In Centennial Park this weekend the banks of the icy Kenai River hosted many anglers whose fishing lines never touched the water.
At the end of the soggy boat launch boardwalk, a group of raincoat-clad children learned to cast under the instruction of the Kenai National Wildlife Refuge. It was one of many hands on activities community members tried to, undeterred by misty weather. Hundreds of people attended the 24th annual Kenai River Festival, hosted by the Kenai Watershed Forum and the City of Soldotna.
Further inland, Justice Adcox and his brother Archer Adcox shot handmade river rockets into the air at the Challenger Learning Center of Alaska’s booth.
“When I count to three you push the button,” Summer Lazenby said. “Be ready.”
Justice Adcox’s long, salmon-pink, rocket launched at a sharp arch, and landed ten feet in front of him. He ran to pick it up excited by the successful send off.
While the kids took turns launching their rockets, Amy Adcox, their mother, chatted with her friend Megan Wohlers.
“The kids just love it,” Amy Adcox said. Despite the rain the family was managing a good time.
Wohlers said, after wandering the grounds for two hours and helping her five children with activities, she still hadn’t spent any money, which was a bonus.
Other than food and local hand made artisan products, every thing at the festival was free.Festival Director Lisa Beranek said that people were coming out regardless of the less than desirable weather.
“We’re Alaskans,” Beranek said. “We’re not afraid of the weather.”
Beranek said Friday had one of the biggest opening nights she had seen in years. She said even community members who have lived in the area for decades were getting the chance to see Centennial Park, she said. People have been very positive about the new location.Upon entering the fairgrounds the stage is the first thing people see. Rows of food vendors and local craft booths lined the pathways leading festivalgoer’s closer to the river.
Amy Pascucci, owner of the company Hearth, where she sells handmade bags and cases made of recycled materials, shared a booth with friend Jennifer Curry who also makes reusable sacks with her company Meta Verde
“It makes it a lot more fun to have someone to hangout with,” Pascucci said.
Kathy Lopeman sat in a dim, blue-tinted tent surrounded by her fused glass pieces.

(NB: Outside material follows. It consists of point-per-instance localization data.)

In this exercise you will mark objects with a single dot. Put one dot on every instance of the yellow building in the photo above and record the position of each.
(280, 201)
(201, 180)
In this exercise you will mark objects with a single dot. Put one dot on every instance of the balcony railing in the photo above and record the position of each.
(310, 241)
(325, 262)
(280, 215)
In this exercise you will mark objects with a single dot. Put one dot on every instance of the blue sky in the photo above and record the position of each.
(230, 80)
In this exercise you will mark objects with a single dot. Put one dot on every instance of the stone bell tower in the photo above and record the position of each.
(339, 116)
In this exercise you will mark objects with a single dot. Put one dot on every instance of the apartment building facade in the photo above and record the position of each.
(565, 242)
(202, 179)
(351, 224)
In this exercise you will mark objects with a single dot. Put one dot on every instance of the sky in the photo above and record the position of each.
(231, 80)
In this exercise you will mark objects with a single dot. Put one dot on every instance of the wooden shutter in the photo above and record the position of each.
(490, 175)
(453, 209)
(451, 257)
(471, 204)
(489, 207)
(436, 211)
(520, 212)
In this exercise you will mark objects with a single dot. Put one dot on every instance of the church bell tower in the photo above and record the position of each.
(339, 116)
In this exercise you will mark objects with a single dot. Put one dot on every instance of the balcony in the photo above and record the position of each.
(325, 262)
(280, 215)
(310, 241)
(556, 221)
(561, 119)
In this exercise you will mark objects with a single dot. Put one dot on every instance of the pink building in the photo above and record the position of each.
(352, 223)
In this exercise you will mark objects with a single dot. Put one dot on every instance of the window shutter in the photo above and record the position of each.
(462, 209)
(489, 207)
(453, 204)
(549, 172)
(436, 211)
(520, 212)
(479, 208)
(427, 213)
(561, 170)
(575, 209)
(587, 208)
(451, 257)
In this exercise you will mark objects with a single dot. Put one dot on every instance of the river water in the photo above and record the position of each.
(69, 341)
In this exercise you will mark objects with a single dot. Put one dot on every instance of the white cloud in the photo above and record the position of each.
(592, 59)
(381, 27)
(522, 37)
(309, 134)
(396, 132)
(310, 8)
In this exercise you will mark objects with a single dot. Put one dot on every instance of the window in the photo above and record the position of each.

Periodically she would invite passersby into her booth to chat and get out of the rain.
“The festival is great for the exposure and the chance to talk to people,” Lopeman said.
Eden Alioto and her brother Dominic Alioto said the rain didn’t bother them at all. Eden Alioto said it was just a lot of exercise running between their families Fishing Booth run by the River Covenant Church.
As Eden Alioto sat in the Boys and Girls Club booth painting a flat wooden fish, green and red, she explained earlier that morning the two siblings ran in the Run for the River.
“It was really tiring” Dominic Alioto said.
Though the were tired, the two were still planning to cover each activity in the festival’s Kid’s Zone so they could win the chance at an iPad- a contest their older brother won two years ago.